Nel Quattrocento, dopo la scoperta della stampa, questi segni di proprietà, oltre che essere scritti a mano, sono stati stampati su piccoli fogli e applicati ai libri, con il nome del titolare isolato, oppure inserito in una vignetta personalizzata. Tali vignette, eseguite da artisti incisori di grande valore (come Dürer, per fare un esempio) sono state applicate su alcuni incunaboli e su libri a stampa dei secoli successivi, incrementando con la loro presenza il pregio del libro e con esso sono conservate in prestigiose biblioteche, come preziose opere di arte libraria.
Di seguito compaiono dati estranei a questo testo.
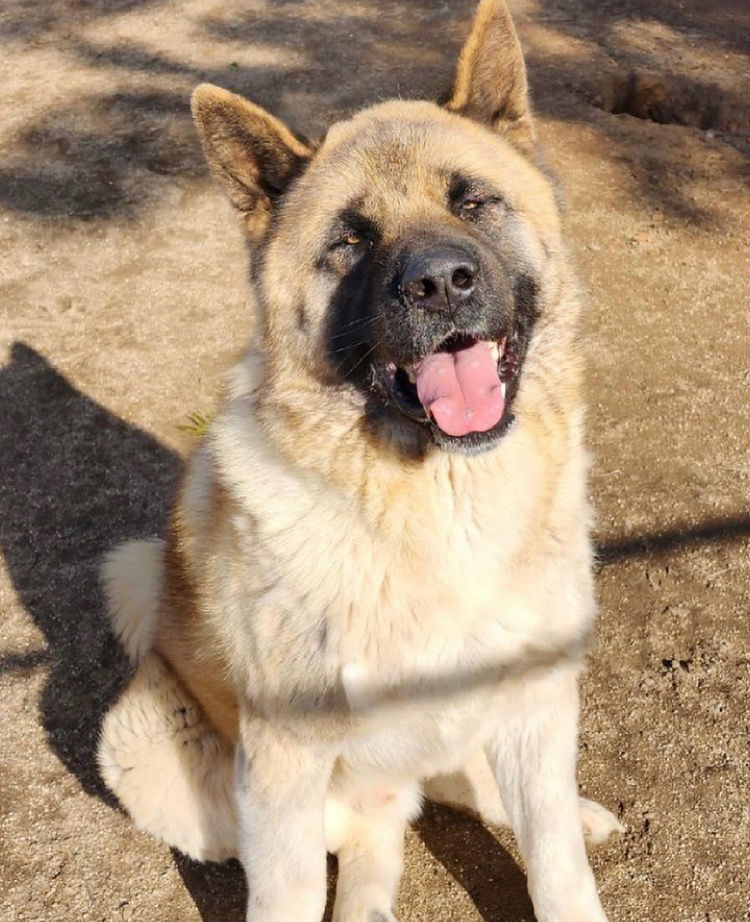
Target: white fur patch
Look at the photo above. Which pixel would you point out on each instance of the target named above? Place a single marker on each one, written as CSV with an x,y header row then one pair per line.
x,y
132,577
Separate dal libro sono diventate, come grafiche d'arte, oggetto di conservazione nei musei e nelle collezioni private. - Il vero collezionismo di ex libris è iniziato alla fine dell'Ottocento (da quando si è ripreso a coinvolgere l'opera di artisti di alto spessore) e si è diffuso in modo particolare nel Novecento, associato a quello dei libri da parte di bibliofili, oppure senza nesso con un libro, come fossero solo grafiche d'arte "dedicate" a un committente e personalizzate dalla presenza del suo nome.
- La Corte dell’Oca.
- La Corte dell’Oca è un’associazione culturale che propone un modello diverso d’incontro tra gli artisti e tutti coloro che amano il mondo dell’arte, un cenacolo dove espressioni artistiche diverse possono confrontarsi e crescere, per dar vita a forme espressive uniche e originali.
- Nella sede, ospitata nell’Atelier di Roberto Crivellaro, convergono artisti che trovano un ambiente favorevole allo scambio di idee, al lavoro creativo, alla conversazione e gli strumenti per la realizzazione di incisioni, libri s’artista ed ex libris.